ANDC DU/Biology Protocols/DNA Spooling
Isolation of Genomic DNA from Plant Tissue (Cauliflower) by Spooling Method
Introduction to DNA
Deoxyribonucleic Acid (DNA) is a genetic material which contains all the information or genetic instructions required for metabolism, reproduction and hereditary characters of an organism. DNA is often compared to a set of blueprints or a recipe, since it contains the instructions needed to construct other components of cells, such as proteins and RNA molecules.
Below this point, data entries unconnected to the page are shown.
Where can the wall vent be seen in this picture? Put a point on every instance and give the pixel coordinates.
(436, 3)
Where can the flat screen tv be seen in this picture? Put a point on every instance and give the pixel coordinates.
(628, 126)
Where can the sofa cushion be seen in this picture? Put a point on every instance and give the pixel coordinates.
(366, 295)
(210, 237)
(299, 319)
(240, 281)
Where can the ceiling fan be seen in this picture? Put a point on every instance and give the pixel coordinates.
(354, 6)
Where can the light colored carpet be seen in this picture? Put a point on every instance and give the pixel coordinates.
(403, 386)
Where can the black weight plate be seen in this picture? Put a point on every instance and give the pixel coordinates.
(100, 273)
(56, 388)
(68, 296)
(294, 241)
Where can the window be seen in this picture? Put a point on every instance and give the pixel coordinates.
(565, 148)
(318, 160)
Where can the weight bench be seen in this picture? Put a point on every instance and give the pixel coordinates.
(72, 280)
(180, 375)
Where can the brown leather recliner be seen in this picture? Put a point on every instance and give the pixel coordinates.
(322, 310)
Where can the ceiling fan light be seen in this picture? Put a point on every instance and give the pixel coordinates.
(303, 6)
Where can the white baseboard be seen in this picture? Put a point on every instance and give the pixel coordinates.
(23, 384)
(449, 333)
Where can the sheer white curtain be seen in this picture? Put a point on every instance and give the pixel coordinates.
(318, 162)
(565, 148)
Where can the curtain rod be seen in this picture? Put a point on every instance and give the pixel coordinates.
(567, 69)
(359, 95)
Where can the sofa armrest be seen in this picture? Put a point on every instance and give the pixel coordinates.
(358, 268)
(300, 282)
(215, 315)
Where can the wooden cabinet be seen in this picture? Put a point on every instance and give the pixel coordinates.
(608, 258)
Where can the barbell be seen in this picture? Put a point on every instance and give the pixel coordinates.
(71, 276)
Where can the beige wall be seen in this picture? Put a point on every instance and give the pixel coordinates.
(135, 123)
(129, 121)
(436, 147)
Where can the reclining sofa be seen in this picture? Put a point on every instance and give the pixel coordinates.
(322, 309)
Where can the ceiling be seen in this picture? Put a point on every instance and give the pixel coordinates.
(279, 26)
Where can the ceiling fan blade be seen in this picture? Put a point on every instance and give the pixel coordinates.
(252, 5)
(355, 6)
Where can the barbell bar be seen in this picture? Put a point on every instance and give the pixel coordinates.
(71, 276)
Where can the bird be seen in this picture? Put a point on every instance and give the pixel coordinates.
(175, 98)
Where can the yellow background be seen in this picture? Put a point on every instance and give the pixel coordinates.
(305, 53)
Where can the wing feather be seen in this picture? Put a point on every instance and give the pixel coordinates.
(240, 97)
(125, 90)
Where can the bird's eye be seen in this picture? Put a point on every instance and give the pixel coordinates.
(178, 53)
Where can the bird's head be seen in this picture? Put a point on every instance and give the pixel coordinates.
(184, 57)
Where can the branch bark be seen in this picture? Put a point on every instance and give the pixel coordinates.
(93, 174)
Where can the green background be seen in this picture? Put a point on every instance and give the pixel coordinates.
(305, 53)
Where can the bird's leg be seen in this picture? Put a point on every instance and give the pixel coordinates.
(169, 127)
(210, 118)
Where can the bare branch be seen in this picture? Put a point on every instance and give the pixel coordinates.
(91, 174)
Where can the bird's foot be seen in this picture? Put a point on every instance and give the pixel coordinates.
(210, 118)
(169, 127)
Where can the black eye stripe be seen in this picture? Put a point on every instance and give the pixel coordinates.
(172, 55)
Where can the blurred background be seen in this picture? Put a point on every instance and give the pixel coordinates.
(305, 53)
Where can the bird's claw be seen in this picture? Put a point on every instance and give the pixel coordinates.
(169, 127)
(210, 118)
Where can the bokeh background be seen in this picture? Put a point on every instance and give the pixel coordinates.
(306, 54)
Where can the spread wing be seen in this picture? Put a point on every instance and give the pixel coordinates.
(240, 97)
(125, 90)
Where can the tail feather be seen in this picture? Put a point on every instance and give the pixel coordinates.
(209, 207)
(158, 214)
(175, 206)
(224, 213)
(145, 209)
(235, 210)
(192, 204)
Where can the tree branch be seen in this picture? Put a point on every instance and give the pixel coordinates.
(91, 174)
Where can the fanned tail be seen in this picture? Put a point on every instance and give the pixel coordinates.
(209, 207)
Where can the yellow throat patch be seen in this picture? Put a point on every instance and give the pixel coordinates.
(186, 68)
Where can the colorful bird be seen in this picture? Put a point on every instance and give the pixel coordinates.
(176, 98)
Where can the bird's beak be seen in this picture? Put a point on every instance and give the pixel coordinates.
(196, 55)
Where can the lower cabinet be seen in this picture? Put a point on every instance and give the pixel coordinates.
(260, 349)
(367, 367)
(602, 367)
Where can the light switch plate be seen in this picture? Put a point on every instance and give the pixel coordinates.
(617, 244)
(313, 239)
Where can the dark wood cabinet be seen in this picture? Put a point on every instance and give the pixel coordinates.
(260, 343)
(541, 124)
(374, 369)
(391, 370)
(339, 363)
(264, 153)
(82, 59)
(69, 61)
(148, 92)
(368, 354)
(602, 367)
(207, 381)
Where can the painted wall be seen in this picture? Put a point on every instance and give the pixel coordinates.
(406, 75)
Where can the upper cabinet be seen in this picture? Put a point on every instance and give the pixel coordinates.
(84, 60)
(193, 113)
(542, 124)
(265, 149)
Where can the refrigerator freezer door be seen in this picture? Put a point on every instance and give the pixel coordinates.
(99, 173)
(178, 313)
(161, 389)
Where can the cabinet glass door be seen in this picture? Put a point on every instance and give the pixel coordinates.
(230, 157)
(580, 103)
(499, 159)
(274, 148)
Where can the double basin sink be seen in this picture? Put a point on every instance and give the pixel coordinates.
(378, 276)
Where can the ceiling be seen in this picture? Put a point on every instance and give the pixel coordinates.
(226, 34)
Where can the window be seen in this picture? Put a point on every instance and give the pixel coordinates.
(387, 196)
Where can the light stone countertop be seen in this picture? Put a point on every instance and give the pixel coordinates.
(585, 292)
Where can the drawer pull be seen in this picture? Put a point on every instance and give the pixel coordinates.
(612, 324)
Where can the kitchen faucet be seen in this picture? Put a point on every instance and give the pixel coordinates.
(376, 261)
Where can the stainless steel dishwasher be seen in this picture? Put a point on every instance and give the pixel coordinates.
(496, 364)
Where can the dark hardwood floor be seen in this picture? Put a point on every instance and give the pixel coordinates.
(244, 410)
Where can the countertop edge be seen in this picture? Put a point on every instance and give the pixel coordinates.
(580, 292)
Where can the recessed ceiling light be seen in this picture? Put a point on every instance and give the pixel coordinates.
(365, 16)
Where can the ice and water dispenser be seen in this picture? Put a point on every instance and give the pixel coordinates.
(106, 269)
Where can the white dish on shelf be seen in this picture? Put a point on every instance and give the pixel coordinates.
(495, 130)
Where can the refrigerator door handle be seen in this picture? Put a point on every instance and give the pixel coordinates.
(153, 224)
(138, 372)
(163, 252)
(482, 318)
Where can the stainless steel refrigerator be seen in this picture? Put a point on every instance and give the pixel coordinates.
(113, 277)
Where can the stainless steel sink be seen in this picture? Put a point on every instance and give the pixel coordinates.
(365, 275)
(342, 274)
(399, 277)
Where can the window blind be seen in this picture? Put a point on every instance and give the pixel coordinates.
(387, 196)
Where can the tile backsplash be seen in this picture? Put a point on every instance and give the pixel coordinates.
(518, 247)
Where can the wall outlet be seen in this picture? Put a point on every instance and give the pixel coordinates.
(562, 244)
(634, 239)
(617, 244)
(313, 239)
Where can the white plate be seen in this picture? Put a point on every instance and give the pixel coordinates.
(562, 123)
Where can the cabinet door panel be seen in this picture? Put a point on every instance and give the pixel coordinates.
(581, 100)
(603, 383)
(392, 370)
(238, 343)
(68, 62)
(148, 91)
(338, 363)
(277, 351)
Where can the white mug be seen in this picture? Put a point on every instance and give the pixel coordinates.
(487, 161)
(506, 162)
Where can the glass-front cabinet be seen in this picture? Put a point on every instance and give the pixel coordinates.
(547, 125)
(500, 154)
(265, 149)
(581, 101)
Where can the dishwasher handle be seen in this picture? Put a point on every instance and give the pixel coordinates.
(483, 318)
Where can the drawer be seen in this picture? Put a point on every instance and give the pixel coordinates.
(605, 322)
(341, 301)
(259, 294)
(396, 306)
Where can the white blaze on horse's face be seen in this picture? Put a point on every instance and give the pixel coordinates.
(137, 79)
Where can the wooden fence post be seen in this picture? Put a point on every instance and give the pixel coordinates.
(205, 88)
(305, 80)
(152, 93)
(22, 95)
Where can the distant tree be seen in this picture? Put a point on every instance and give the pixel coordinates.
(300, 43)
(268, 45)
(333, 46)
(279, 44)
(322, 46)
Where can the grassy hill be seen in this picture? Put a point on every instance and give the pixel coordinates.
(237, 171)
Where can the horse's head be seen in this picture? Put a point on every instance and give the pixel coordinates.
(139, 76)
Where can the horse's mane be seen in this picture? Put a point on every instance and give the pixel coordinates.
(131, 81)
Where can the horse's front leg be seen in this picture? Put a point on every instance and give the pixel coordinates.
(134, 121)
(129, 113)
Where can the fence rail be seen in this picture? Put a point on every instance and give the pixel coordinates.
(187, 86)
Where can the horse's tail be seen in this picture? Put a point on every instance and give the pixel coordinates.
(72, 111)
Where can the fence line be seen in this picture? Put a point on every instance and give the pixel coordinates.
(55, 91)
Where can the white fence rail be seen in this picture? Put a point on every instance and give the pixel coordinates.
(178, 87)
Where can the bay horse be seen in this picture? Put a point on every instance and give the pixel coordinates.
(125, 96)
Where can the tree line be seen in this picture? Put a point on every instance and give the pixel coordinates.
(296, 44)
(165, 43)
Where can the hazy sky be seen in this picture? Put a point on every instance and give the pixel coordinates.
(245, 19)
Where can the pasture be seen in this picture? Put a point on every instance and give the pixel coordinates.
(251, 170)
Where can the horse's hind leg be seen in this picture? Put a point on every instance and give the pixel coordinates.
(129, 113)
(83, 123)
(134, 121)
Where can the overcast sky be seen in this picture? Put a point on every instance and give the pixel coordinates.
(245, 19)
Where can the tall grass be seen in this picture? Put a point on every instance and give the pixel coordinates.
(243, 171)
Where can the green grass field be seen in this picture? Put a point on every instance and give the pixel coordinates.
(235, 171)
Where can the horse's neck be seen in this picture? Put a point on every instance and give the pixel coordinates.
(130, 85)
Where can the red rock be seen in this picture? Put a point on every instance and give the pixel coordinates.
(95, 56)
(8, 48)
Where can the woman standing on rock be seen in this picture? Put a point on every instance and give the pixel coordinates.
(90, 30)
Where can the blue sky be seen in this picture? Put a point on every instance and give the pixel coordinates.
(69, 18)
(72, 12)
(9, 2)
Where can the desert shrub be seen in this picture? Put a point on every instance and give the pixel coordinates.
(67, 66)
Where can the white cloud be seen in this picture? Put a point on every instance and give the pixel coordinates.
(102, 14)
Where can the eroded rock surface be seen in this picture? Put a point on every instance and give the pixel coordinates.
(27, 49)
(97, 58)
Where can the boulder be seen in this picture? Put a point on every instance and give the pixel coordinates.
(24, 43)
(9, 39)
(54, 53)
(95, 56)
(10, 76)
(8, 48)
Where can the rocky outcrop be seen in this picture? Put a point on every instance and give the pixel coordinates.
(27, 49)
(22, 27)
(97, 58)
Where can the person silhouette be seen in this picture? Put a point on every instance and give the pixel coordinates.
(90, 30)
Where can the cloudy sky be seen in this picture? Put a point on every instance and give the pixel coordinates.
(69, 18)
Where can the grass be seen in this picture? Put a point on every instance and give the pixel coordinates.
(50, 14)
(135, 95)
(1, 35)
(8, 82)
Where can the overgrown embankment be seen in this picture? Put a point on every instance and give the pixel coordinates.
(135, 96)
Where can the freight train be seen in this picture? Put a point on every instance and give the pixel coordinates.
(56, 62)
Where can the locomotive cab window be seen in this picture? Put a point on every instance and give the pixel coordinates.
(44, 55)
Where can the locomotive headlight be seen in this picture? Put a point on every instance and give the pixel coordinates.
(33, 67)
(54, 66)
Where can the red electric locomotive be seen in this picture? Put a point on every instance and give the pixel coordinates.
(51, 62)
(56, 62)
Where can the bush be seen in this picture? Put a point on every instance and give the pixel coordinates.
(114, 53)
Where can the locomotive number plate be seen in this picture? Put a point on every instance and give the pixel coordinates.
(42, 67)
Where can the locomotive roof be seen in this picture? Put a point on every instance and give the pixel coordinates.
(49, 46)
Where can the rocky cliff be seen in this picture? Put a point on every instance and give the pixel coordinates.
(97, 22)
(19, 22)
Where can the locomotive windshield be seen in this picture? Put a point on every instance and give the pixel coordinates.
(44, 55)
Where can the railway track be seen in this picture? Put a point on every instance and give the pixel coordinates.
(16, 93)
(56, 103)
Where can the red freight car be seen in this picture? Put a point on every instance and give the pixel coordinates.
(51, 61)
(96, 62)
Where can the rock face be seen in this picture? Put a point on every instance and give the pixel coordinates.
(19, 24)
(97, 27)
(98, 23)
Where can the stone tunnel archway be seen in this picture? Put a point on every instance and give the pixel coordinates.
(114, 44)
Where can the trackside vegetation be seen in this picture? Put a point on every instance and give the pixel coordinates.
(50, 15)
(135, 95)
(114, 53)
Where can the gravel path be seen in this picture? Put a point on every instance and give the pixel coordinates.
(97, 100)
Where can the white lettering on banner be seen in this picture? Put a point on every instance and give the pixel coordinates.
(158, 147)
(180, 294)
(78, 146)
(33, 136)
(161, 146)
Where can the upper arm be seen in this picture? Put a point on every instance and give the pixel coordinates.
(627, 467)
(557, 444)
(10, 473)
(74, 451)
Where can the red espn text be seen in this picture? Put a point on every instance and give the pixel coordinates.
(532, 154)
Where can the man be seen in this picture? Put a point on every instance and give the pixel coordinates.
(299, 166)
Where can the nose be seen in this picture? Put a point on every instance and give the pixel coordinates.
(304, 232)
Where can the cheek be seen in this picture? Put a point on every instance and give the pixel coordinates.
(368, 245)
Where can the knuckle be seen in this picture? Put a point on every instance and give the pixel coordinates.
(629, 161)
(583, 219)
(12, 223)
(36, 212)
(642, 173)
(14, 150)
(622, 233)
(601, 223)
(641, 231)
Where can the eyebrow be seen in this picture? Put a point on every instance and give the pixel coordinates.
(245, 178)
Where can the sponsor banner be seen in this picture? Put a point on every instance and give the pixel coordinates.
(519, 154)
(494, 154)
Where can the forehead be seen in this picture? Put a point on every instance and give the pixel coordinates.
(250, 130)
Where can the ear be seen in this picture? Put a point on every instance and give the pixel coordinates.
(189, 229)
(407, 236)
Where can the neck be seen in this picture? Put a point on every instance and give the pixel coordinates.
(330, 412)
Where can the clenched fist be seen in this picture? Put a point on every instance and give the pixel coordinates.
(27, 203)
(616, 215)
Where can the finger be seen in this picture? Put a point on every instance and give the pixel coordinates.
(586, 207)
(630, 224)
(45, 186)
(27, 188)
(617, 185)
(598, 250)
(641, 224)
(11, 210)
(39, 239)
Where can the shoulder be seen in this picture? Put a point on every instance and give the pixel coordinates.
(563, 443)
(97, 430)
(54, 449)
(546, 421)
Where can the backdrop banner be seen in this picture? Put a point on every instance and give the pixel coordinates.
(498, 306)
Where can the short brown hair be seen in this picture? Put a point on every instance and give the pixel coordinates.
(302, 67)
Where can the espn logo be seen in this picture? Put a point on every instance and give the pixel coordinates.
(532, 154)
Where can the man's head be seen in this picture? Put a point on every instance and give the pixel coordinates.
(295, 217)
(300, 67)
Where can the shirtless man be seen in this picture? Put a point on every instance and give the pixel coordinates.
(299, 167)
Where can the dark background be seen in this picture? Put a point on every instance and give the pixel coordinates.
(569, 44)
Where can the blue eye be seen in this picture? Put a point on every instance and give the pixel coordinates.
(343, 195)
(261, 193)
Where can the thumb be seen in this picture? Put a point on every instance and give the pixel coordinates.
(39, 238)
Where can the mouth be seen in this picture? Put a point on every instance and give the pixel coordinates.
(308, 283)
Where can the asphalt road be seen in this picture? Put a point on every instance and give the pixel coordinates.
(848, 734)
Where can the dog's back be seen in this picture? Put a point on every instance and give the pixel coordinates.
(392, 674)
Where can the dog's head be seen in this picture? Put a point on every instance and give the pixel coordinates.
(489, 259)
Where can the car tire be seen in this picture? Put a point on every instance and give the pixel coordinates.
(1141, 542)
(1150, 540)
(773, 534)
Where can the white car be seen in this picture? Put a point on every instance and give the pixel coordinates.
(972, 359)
The DNA segments that carry this genetic information are called genes, but other DNA sequences have structural purposes, or are involved in regulating the use of this genetic information.
Chemically, DNA consists of two long polymers of simple units called nucleotides, with backbones made of sugars and phosphate groups joined by ester bonds. These two strands run in opposite directions to each other and are therefore anti-parallel. Attached to each sugar is one of four types of molecules called bases. It is the sequence of these four bases along the backbone that encodes information. This information is read using the genetic code, which specifies the sequence of the amino acids within proteins. The code is read by copying stretches of DNA into the related nucleic acid RNA, in a process called transcription.
Within cells, DNA is organized into structures called chromosomes. These chromosomes are duplicated before cells divide, in a process called DNA replication. Eukaryotic organisms (animals, plants, and fungi) store their double-stranded DNA inside the cell nucleus, in mitochondria or chloroplasts. The DNA in the nucleus is linear, whereas the DNA in mitochondria and chloroplasts is circular. In prokaryotes (bacteria and archaea), however, DNA is found in the cell's cytoplasm and is called nucleoid. It is circular and is relatively free of associated protein, but the DNA in the nucleus of eukaryotes is associated with basic proteins, called histones. These compact structures guide the interactions between DNA and other proteins, helping control which parts of the DNA are transcribed.
DNA was first isolated by the Swiss physician Friedrich Miescher who, in 1869, discovered a microscopic substance in the pus of discarded surgical bandages. As it resided in the nuclei of cells, he called it nuclein and later on nucleic acid since the substance isolated was acidic in nature. This discovery of DNA paved the way for many scientists whose work contributed to the understanding of DNA.
In 1920s P.A. Levene found that DNA molecule contain three main components:
• Five carbon sugar - Deoxy ribose in DNA - Ribose in RNA • Phosphate group • Nitrogenous base - Purines: Adenine and Guanine - Pyrimidines: Cytosine, Thiamine and Uracil
He concluded that DNA molecule is a polymer and each unit is made up of above mentioned components which he called nucleotides. Later on Chargaff showed that four nucleotides are not present in equal proportions in DNA but there is always an equal proportion of purines and pyrimidines.
In 1937 William Astbury produced the first X-ray diffraction patterns that showed that DNA had a regular structure. In 1928, Frederick Griffith discovered that DNA carries genetic information, when Oswald Avery, along with co-workers Colin MacLeod and Maclyn McCarty, identified DNA as the transforming principle in 1943. DNA's role in heredity was confirmed in 1952, when Alfred Hershey and Martha Chase in the Hershey-Chase experiment showed that DNA is the genetic material of the T2 phage.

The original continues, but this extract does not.